Benchmarking: Pixels per Tile

import hvplot
import hvplot.pandas  # noqa
import pandas as pd
import statsmodels.formula.api as smf

pd.options.plotting.backend = "holoviews"

Read summary of all benchmarking results.

summary = pd.read_parquet("s3://carbonplan-benchmarks/benchmark-data/v0.2/summary.parq")

Subset the data to isolate the impact of the number of pixels per tile and chunk size.

df = summary[
    (summary["projection"] == 3857) & (summary["region"] == "us-west-2")
].sort_values(by=["target_chunk_size", "pixels_per_tile"])

Set plot options.

cmap = ["#994F00", "#006CD1"]
plt_opts = {"width": 600, "height": 400}

Create a box plot showing how the rendering time depends on the number of pixels per tile and chunk size.

df.hvplot.box(
    y="duration",
    by=["actual_chunk_size", "pixels_per_tile"],
    c="pixels_per_tile",
    cmap=cmap,
    ylabel="Time to render (ms)",
    xlabel="Chunk size (MB); Pixels per tile",
    legend=False,
).opts(**plt_opts)

Fit a multiple linear regression to the results.
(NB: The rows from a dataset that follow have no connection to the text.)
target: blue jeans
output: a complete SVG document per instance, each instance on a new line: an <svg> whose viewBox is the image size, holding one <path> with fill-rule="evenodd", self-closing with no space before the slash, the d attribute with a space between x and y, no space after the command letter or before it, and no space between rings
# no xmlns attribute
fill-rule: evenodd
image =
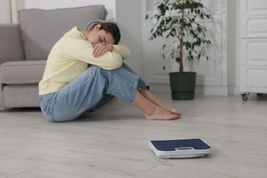
<svg viewBox="0 0 267 178"><path fill-rule="evenodd" d="M70 121L113 96L133 104L136 91L146 87L148 84L124 63L111 71L92 66L58 92L40 95L40 104L48 120Z"/></svg>

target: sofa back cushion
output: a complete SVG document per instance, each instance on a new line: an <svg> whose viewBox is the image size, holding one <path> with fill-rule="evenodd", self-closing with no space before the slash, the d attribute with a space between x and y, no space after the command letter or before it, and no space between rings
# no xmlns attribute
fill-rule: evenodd
<svg viewBox="0 0 267 178"><path fill-rule="evenodd" d="M94 19L105 20L103 5L18 11L21 40L26 60L47 60L53 44L74 26L84 29Z"/></svg>

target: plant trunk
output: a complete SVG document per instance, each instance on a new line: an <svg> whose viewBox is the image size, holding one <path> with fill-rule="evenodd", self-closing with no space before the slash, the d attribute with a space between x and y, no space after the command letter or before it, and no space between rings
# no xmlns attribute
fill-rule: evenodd
<svg viewBox="0 0 267 178"><path fill-rule="evenodd" d="M184 18L184 9L182 9L181 19L183 19L183 18ZM183 36L184 36L183 29L184 29L183 25L181 25L180 27L180 31L179 33L179 38L180 39L180 46L179 48L179 57L180 58L180 61L179 62L179 71L180 73L183 73Z"/></svg>

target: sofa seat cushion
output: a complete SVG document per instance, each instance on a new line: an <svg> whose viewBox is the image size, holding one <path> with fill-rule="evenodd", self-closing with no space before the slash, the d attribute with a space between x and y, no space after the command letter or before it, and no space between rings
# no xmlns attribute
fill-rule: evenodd
<svg viewBox="0 0 267 178"><path fill-rule="evenodd" d="M18 18L25 60L47 59L53 44L74 26L84 29L89 21L105 20L107 14L103 5L55 10L20 10Z"/></svg>
<svg viewBox="0 0 267 178"><path fill-rule="evenodd" d="M46 60L8 62L0 66L0 82L8 85L38 84Z"/></svg>

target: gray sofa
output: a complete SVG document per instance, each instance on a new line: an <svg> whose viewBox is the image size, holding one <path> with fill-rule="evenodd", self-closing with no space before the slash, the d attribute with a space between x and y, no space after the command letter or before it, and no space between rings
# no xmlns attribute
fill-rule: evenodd
<svg viewBox="0 0 267 178"><path fill-rule="evenodd" d="M19 24L0 24L0 108L39 107L38 84L53 45L73 27L105 20L103 5L21 10Z"/></svg>

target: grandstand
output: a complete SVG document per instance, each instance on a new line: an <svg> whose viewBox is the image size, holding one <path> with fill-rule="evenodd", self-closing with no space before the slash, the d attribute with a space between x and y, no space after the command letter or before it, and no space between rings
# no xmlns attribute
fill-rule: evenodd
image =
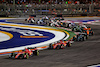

The results show that the number of pixels per tile independent of the chunk size does not significantly impact rendering time. Datasets with larger chunks take longer to render.

model = smf.ols("duration ~ actual_chunk_size + C(pixels_per_tile)", data=df).fit()
model.summary()

OLS Regression Results
Dep. Variable:	duration	R-squared:	0.275
Model:	OLS	Adj. R-squared:	0.273
Method:	Least Squares	F-statistic:	193.4
Date:	Tue, 29 Aug 2023	Prob (F-statistic):	6.08e-72
Time:	20:29:05	Log-Likelihood:	-7981.0
No. Observations:	1024	AIC:	1.597e+04
Df Residuals:	1021	BIC:	1.598e+04
Df Model:	2
Covariance Type:	nonrobust

	coef	std err	t	P>\|t\|	[0.025	0.975]
Intercept	2031.8289	33.974	59.805	0.000	1965.162	2098.496
C(pixels_per_tile)[T.256]	-3.3655	37.576	-0.090	0.929	-77.101	70.370
actual_chunk_size	43.2144	2.250	19.209	0.000	38.800	47.629

Omnibus:	35.870	Durbin-Watson:	2.052
Prob(Omnibus):	0.000	Jarque-Bera (JB):	39.124
Skew:	0.477	Prob(JB):	3.19e-09
Kurtosis:	2.907	Cond. No.	29.2

Notes:
[1] Standard Errors assume that the covariance matrix of the errors is correctly specified.